Ray had to be careful. Finding out how his ex-wife was through their daughter was the only way he had of knowing. He couldn’t pick the phone up himself—that would mean possibly having to speak with Edgar, and Ray wanted no part of that. The man had taken away the woman he loved. Ray wasn’t a hateful man, but it wouldn’t make him unhappy if the good doctor dropped dead and Caroline returned home. He still held on to the slim hope she would one day come to her senses and fly back to Canada. “I know you phoned about Grummy, but besides that, how was she?”

“Happy. She sounded happy.” There was a long pause. “You could be happy, too, if you let yourself.”

“I’m happy.”

“A ball of joy.”

Ray dabbed the end of her nose with a plop of soap bubbles. “Do I have to stand in this kitchen all day and listen to you be a smart-ass, or are we going to get started on this adventure?”

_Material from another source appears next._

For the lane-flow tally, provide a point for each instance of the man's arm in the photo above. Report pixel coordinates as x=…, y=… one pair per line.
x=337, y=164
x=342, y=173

They were ready to leave half an hour later.

He sent Dawn to wait in the car while he went through the house turning down heaters. He turned the water off down in the basement and left the faucet on in the kitchen sink. Ray watched the last little bit trickle out, making certain the lines were clear. It was the smart thing to do this close to winter.

He grabbed his backpack at the front door—the same piece of carry-on luggage from his Dominican flight with a couple changes of rumpled clothes stuffed inside—and headed out to the car. Dawn was waiting in the driver’s seat.

Rokerton was about as small as a small town in western Manitoba could get. It only took them a minute to drive through most of it. Ray spoke his thoughts aloud as the population of less than a thousand slipped behind them. “It was a good town to raise a kid in. Good people for the most part, a nice sense of family unity.”

“You always said Rokerton looked best in the rear view mirror.”

Ray laughed. “Yeah, I did, didn’t I?”

“Are you sure everything’s okay? I know you’re sad about Grummy, but you seem especially moody this morning.”

“Never felt better in my life.”

It took another forty minutes to reach the TransCanada Highway. They would remain on it for another thousand miles or so, through the vast, flat expanse of Saskatchewan, and the rolling hills of Alberta, all the way into the Rocky Mountains of British Columbia, and the Okanogan Valley beyond.

A flutter went through Ray’s stomach. Butterflies, he thought. It had been an awfully long time since he’d felt the sensation. The trip out west with his parents and brothers back in ’82 came to mind again. Almost forty years ago. They had taken a Dodge pick-up with a cap on the back.